Он пришел ко мне в первый раз на третий день после нашего тогдашнего разрыва. Меня не было дома, и он остался ждать. Когда я вошел в мою крошечную каморку, то хоть и ждал его все эти три дня, но у меня как бы заволоклись глаза и так стукнуло сердце, что я даже приостановился в дверях. К счастью, он сидел с моим хозяином, который, чтоб не было скучно гостю ждать, нашел нужным немедленно познакомиться и о чем-то ему с жаром начал рассказывать.
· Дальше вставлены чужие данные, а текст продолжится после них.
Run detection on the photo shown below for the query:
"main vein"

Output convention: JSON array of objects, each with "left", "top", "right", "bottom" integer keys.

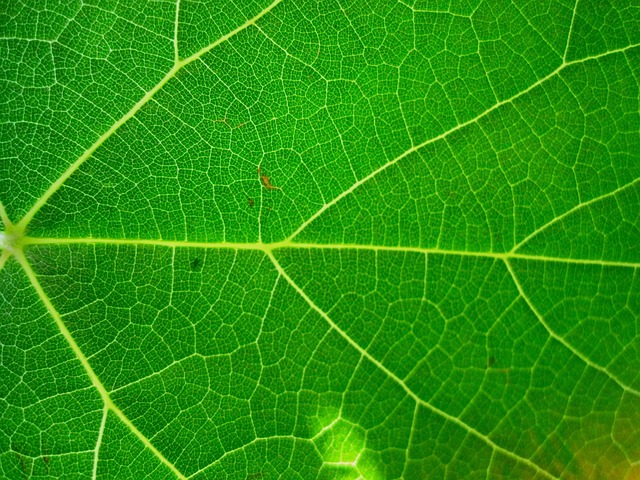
[{"left": 22, "top": 237, "right": 640, "bottom": 268}]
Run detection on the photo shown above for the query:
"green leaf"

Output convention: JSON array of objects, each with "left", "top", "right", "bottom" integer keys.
[{"left": 0, "top": 0, "right": 640, "bottom": 480}]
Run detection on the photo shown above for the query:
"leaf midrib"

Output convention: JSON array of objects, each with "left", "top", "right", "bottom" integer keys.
[
  {"left": 22, "top": 237, "right": 640, "bottom": 268},
  {"left": 0, "top": 0, "right": 640, "bottom": 479}
]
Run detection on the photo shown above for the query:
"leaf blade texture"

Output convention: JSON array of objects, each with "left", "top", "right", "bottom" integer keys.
[{"left": 0, "top": 0, "right": 640, "bottom": 480}]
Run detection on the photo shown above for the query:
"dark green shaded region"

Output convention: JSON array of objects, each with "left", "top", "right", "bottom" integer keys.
[
  {"left": 296, "top": 48, "right": 640, "bottom": 253},
  {"left": 0, "top": 259, "right": 102, "bottom": 479},
  {"left": 517, "top": 180, "right": 640, "bottom": 262},
  {"left": 513, "top": 260, "right": 640, "bottom": 391}
]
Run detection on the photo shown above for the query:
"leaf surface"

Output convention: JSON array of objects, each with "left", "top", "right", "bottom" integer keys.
[{"left": 0, "top": 0, "right": 640, "bottom": 480}]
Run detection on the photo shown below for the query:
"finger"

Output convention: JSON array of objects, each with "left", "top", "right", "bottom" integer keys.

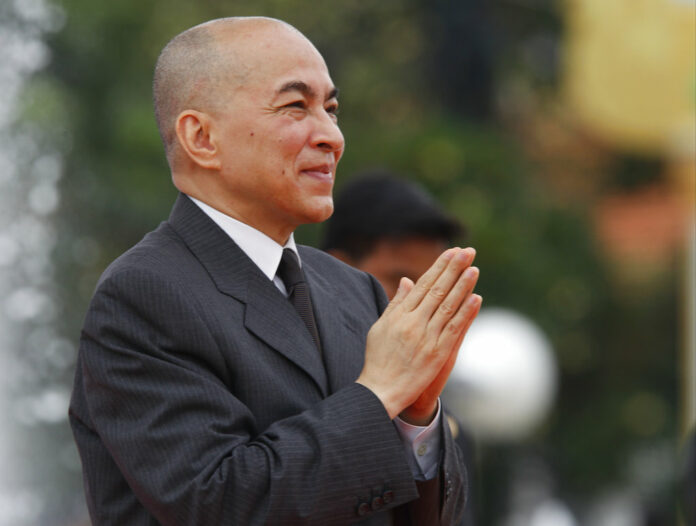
[
  {"left": 384, "top": 278, "right": 413, "bottom": 313},
  {"left": 428, "top": 267, "right": 479, "bottom": 333},
  {"left": 438, "top": 294, "right": 483, "bottom": 348},
  {"left": 410, "top": 249, "right": 474, "bottom": 321},
  {"left": 403, "top": 248, "right": 461, "bottom": 310}
]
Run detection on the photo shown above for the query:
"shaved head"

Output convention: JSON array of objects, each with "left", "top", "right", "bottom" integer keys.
[{"left": 152, "top": 17, "right": 304, "bottom": 164}]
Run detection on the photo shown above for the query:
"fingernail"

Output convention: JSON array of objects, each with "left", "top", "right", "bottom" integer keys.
[{"left": 464, "top": 267, "right": 479, "bottom": 279}]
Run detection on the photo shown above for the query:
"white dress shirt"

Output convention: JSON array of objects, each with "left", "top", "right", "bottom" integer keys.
[{"left": 189, "top": 196, "right": 442, "bottom": 480}]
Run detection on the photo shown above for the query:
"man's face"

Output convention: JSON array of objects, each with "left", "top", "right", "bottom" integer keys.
[
  {"left": 213, "top": 28, "right": 344, "bottom": 243},
  {"left": 354, "top": 237, "right": 447, "bottom": 300}
]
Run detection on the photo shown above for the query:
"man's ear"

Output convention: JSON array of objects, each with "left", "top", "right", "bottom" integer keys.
[{"left": 176, "top": 110, "right": 220, "bottom": 170}]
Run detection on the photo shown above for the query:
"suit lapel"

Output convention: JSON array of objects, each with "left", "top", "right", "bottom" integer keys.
[
  {"left": 302, "top": 252, "right": 365, "bottom": 393},
  {"left": 169, "top": 194, "right": 327, "bottom": 396}
]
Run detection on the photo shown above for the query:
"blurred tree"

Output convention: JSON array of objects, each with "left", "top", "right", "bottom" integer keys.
[{"left": 25, "top": 0, "right": 676, "bottom": 524}]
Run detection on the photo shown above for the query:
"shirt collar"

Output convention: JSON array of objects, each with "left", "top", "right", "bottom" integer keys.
[{"left": 188, "top": 196, "right": 301, "bottom": 280}]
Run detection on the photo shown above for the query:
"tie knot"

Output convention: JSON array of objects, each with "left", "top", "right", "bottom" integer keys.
[{"left": 277, "top": 248, "right": 304, "bottom": 292}]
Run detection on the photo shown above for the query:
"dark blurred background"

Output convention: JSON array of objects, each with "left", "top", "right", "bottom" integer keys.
[{"left": 0, "top": 0, "right": 696, "bottom": 526}]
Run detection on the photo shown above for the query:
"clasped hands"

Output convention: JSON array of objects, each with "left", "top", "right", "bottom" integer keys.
[{"left": 356, "top": 248, "right": 481, "bottom": 426}]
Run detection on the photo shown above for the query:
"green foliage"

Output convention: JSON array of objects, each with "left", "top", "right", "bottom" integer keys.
[{"left": 39, "top": 0, "right": 676, "bottom": 524}]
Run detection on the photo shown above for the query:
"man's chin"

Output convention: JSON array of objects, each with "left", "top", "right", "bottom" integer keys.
[{"left": 304, "top": 197, "right": 333, "bottom": 224}]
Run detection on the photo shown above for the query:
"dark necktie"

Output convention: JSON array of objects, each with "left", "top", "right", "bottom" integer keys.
[{"left": 277, "top": 248, "right": 321, "bottom": 351}]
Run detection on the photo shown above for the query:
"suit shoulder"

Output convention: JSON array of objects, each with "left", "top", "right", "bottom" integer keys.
[
  {"left": 97, "top": 221, "right": 193, "bottom": 287},
  {"left": 297, "top": 245, "right": 370, "bottom": 280}
]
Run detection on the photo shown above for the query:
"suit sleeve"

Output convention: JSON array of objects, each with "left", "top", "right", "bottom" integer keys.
[
  {"left": 370, "top": 276, "right": 468, "bottom": 526},
  {"left": 70, "top": 268, "right": 422, "bottom": 526}
]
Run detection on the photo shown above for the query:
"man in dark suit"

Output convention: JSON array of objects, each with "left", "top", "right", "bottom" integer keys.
[{"left": 70, "top": 18, "right": 481, "bottom": 526}]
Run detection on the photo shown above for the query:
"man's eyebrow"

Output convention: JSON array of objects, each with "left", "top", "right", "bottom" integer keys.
[{"left": 278, "top": 80, "right": 338, "bottom": 100}]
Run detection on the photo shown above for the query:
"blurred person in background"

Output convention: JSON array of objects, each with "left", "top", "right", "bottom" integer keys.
[
  {"left": 321, "top": 169, "right": 475, "bottom": 526},
  {"left": 321, "top": 170, "right": 464, "bottom": 298},
  {"left": 70, "top": 17, "right": 481, "bottom": 526}
]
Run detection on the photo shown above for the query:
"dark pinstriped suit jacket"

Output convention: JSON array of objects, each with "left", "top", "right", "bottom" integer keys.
[{"left": 70, "top": 195, "right": 466, "bottom": 526}]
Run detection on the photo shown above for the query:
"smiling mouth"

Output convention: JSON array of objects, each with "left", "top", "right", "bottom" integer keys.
[{"left": 302, "top": 164, "right": 333, "bottom": 182}]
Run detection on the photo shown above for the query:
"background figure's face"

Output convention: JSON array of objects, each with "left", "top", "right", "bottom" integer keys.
[
  {"left": 353, "top": 237, "right": 447, "bottom": 300},
  {"left": 213, "top": 27, "right": 344, "bottom": 242}
]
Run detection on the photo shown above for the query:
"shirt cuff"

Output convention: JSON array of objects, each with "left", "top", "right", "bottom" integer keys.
[{"left": 394, "top": 399, "right": 442, "bottom": 480}]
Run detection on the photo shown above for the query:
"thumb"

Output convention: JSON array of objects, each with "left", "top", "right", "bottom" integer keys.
[{"left": 384, "top": 278, "right": 413, "bottom": 312}]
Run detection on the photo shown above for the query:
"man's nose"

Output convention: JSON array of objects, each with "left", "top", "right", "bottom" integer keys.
[{"left": 312, "top": 113, "right": 345, "bottom": 152}]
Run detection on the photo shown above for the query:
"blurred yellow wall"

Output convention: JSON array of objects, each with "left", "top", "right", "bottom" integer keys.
[{"left": 564, "top": 0, "right": 696, "bottom": 158}]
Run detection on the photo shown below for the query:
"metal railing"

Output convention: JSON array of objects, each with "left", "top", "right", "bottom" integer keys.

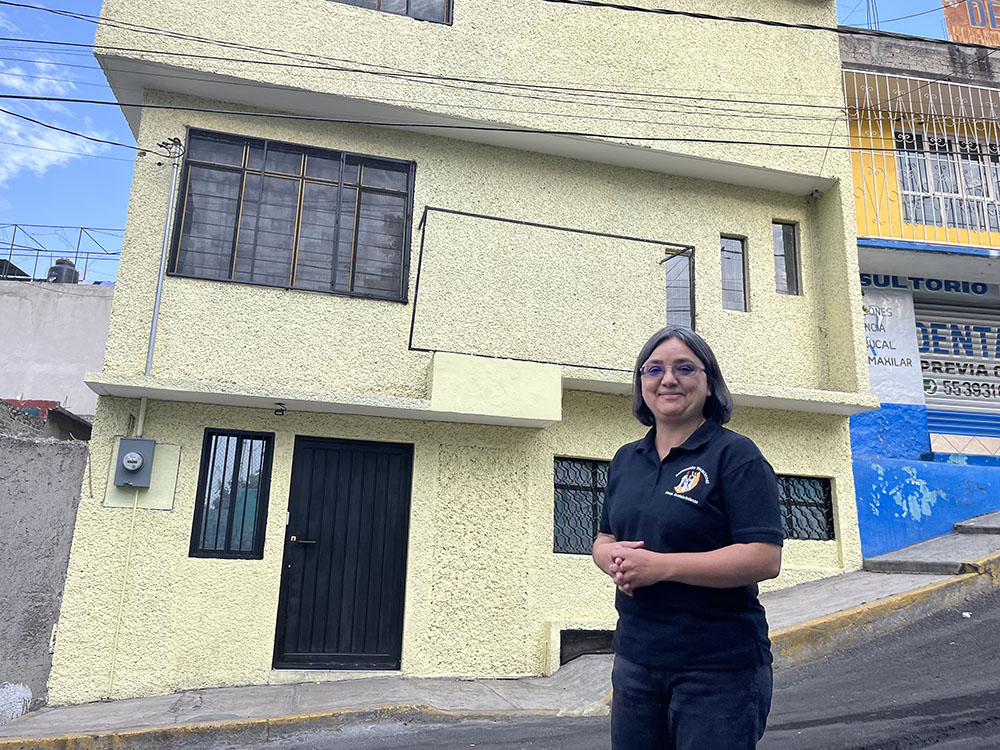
[
  {"left": 0, "top": 224, "right": 124, "bottom": 281},
  {"left": 843, "top": 70, "right": 1000, "bottom": 248}
]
Это был титулярный советник, лет уже сорока, очень рябой, очень бедный, обремененный больной в чахотке женой и больным ребенком; характера чрезвычайно сообщительного и смирного, впрочем довольно и деликатный. Я обрадовался его присутствию, и он даже выручил, потому что что ж бы я сказал Версилову? Я знал, серьезно знал, все эти три дня, что Версилов придет сам, первый, — точь-в-точь как я хотел того, потому что ни за что на свете не пошел бы к нему первый, и не по строптивости, а именно по любви к нему, по какой-то ревности любви, — не умею я этого выразить. Да и вообще красноречия читатель у меня не найдет. Но хоть я и ждал его все эти три дня и представлял себе почти беспрерывно, как он войдет, а все-таки никак не мог вообразить наперед, хоть и воображал из всех сил, о чем мы с ним вдруг заговорим после всего, что произошло.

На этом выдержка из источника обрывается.